Y agregó: "No es lo mismo si usted y un socio deciden comprar caballos y luego se disputan la propiedad de las crías. El sistema judicial tiene que tener establecidas las normas aplicables. En este caso va a ser la división de sociedad".
Si bien aún no define la situación de fondo sobre custodia y derechos, la jueza Luisa Carolina Macarriein reconoció al perro Pope como "sujeto sintiente" y no como una cosa, disponiendo un esquema para que la mujer que lo adoptó pueda visitarlo y recrear el vínculo materno-filial que existía.
La letrada explicó además que "cuando una pareja no se casa, no tiene los mismos derechos que una que sí lo hace sobre lo que adquieran juntos. A eso se le llama división de sociedad de hecho y se trata en régimen de familia".
"El caso de Pope es una actitud meramente afectiva, no comercial.

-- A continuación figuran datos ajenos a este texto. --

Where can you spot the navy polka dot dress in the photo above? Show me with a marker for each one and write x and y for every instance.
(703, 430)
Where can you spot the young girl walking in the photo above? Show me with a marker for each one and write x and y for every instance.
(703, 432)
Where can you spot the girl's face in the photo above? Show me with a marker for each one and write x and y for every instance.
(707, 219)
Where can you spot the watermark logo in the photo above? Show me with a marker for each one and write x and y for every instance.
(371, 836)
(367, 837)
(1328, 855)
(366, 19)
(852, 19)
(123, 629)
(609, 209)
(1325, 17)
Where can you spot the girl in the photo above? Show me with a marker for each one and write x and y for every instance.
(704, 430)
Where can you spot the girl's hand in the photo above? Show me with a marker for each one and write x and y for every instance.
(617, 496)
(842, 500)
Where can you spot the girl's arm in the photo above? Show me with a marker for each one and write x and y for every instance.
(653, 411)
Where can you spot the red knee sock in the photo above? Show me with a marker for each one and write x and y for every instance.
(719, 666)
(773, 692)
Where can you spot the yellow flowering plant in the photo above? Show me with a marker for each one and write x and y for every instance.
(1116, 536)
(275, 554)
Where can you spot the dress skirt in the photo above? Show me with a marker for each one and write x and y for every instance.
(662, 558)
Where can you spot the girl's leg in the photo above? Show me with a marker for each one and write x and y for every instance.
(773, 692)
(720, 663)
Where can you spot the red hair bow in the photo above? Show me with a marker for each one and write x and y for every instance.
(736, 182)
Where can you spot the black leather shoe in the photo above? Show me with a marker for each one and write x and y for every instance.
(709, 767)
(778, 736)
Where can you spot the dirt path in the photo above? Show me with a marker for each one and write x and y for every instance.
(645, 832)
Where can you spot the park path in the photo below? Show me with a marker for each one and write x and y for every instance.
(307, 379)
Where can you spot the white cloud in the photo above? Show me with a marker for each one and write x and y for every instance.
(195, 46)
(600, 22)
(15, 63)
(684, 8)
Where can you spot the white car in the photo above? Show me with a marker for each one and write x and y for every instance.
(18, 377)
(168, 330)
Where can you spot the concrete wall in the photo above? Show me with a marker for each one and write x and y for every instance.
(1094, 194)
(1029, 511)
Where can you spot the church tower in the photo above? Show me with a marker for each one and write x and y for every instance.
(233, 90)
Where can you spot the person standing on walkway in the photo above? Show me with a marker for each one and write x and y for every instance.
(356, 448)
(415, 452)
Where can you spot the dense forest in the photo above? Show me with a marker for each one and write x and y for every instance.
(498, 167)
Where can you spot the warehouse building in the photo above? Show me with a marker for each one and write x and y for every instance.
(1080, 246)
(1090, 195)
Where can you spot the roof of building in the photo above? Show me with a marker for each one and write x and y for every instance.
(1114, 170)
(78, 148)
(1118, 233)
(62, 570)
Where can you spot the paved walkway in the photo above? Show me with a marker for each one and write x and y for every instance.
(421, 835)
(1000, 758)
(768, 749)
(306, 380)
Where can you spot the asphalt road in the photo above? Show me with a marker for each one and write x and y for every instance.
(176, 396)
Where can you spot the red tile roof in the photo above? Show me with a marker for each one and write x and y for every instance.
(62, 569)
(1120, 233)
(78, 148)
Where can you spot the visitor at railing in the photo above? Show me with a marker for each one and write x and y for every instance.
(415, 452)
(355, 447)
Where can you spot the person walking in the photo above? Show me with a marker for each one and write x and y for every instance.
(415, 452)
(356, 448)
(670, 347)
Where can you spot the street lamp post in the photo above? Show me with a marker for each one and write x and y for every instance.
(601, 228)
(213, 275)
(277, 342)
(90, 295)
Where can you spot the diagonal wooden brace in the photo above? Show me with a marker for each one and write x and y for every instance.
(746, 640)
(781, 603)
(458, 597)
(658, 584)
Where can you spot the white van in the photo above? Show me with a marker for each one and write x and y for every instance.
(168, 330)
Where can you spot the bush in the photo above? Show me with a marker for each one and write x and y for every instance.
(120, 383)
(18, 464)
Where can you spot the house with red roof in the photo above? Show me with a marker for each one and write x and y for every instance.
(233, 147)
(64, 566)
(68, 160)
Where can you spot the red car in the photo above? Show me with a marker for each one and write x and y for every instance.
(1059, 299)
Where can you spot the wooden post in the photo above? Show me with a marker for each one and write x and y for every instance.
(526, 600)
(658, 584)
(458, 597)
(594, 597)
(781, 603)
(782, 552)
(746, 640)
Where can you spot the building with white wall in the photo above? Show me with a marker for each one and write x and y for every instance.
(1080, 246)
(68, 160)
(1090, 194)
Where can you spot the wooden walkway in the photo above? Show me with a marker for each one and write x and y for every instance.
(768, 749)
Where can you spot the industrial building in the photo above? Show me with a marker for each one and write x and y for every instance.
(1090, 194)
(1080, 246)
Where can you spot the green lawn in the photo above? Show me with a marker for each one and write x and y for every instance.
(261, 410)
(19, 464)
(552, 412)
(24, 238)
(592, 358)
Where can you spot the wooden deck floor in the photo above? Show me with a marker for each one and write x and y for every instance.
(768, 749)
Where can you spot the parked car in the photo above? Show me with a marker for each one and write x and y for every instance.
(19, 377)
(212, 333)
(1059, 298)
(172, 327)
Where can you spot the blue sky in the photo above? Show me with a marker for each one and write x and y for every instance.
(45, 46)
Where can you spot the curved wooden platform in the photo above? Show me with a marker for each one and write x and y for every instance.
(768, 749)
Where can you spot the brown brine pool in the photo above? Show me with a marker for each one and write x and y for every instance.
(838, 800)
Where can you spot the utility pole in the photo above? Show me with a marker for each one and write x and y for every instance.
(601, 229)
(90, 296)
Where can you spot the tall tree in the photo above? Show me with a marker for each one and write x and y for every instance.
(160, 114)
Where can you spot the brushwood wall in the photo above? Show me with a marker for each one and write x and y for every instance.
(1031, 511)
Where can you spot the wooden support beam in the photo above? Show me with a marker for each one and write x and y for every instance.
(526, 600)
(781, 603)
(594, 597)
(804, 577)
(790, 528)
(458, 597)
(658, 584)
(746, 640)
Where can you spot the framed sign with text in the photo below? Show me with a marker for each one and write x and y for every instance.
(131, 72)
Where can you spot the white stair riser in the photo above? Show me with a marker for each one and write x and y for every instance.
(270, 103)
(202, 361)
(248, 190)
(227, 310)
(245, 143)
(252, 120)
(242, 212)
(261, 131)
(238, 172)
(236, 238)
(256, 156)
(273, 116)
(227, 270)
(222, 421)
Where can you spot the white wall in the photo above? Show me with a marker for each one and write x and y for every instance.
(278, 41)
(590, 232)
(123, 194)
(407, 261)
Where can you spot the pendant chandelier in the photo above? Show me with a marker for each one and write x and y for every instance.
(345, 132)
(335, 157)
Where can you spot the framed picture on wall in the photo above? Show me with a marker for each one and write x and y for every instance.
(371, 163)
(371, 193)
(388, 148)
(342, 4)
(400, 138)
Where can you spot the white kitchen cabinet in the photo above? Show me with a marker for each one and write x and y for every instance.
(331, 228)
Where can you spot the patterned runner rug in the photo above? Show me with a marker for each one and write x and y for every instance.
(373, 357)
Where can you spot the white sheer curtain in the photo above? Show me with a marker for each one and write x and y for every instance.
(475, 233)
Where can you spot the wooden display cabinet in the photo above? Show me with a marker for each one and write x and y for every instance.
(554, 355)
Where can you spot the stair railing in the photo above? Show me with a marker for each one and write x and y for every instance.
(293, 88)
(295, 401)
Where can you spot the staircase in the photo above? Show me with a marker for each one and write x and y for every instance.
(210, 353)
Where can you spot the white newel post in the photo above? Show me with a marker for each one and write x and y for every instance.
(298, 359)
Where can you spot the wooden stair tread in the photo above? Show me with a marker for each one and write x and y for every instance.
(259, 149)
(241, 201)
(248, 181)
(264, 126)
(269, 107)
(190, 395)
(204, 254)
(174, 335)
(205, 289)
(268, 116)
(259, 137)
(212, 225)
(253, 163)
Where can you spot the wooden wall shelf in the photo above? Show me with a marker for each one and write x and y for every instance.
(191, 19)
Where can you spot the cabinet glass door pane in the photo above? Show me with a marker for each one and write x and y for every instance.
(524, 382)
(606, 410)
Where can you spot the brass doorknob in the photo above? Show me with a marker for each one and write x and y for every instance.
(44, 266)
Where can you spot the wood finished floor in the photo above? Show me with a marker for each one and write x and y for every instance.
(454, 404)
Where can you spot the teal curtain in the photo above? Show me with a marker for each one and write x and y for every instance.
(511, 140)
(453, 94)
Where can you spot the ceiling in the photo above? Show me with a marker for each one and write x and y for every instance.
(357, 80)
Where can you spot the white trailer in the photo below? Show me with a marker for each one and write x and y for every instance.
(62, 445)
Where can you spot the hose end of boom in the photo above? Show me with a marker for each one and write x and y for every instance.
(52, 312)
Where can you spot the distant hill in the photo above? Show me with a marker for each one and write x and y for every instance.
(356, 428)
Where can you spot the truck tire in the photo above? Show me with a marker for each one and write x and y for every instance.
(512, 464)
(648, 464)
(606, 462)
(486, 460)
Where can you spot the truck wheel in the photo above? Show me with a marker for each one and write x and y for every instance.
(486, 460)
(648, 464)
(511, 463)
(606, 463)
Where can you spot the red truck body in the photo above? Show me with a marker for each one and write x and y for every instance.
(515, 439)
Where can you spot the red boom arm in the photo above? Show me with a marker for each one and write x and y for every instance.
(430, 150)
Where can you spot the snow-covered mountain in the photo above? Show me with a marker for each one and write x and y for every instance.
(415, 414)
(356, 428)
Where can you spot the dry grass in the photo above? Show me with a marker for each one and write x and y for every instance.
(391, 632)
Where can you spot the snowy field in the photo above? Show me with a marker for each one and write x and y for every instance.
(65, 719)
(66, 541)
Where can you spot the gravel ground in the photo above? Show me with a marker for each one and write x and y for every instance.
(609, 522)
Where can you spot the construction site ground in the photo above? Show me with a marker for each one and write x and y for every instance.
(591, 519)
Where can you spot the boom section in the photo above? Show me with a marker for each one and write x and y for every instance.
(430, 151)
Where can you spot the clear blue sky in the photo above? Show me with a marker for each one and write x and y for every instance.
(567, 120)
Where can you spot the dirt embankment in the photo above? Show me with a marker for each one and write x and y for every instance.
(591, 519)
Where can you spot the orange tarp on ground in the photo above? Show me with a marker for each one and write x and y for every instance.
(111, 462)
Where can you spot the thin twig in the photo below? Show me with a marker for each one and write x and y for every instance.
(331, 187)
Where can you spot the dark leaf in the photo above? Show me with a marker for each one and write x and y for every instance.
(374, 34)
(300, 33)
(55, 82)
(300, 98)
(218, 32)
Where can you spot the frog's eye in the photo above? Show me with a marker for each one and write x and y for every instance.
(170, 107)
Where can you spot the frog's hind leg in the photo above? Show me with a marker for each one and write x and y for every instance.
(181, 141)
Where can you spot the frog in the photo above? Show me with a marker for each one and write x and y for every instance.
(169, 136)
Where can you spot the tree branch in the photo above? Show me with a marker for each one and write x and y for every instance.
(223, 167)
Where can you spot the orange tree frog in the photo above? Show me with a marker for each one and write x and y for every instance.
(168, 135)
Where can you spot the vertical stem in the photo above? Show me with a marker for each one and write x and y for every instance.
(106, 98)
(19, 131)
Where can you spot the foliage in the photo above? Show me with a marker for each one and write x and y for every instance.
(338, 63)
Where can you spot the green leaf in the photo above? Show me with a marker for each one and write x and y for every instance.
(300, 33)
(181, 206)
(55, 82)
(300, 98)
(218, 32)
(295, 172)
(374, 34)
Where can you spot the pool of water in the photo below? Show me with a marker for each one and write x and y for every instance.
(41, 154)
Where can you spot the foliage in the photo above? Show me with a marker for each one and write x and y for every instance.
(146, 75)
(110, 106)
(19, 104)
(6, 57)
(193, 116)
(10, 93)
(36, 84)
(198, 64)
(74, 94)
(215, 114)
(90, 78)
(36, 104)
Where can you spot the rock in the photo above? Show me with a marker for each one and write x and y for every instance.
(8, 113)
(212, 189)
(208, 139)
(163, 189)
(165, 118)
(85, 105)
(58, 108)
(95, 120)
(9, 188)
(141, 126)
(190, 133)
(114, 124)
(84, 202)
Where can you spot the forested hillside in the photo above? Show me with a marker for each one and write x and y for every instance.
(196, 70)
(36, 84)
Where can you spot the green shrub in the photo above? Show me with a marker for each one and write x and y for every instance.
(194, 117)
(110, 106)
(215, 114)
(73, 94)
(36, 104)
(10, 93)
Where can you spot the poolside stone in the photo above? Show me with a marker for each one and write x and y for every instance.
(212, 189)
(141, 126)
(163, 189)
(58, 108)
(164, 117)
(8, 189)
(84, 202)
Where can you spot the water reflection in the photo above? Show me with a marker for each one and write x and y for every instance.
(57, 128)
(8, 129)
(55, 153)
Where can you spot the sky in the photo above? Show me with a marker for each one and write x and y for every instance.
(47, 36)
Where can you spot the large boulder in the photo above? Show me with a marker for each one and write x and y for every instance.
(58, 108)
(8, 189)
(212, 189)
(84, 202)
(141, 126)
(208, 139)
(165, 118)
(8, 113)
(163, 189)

Es la primera medida cautelar de estas características en el país que no se da en un divorcio", remarcó.
"Es un importante avance en derechos de los animales no humanos y refleja el cambio de paradigma sobre las relaciones en la llamada 'familia interespecie'", expresó Meza Fournier.
Y concluyó: "La resolución judicial sienta un precedente histórico en el país y abre camino a regular este tipo de situaciones derivadas de separaciones, poniendo por encima la consideración ética de que los animales son seres que sufren, gozan y establecen afectos".
Y ante la pregunta sobre qué ocurriría si Pope tiene crías, Meza Fournier respondió: "Todo va a depender de las circunstancias del hecho, quiénes se estén disputando la propiedad de esos nuevos cachorros para definir el régimen aplicable".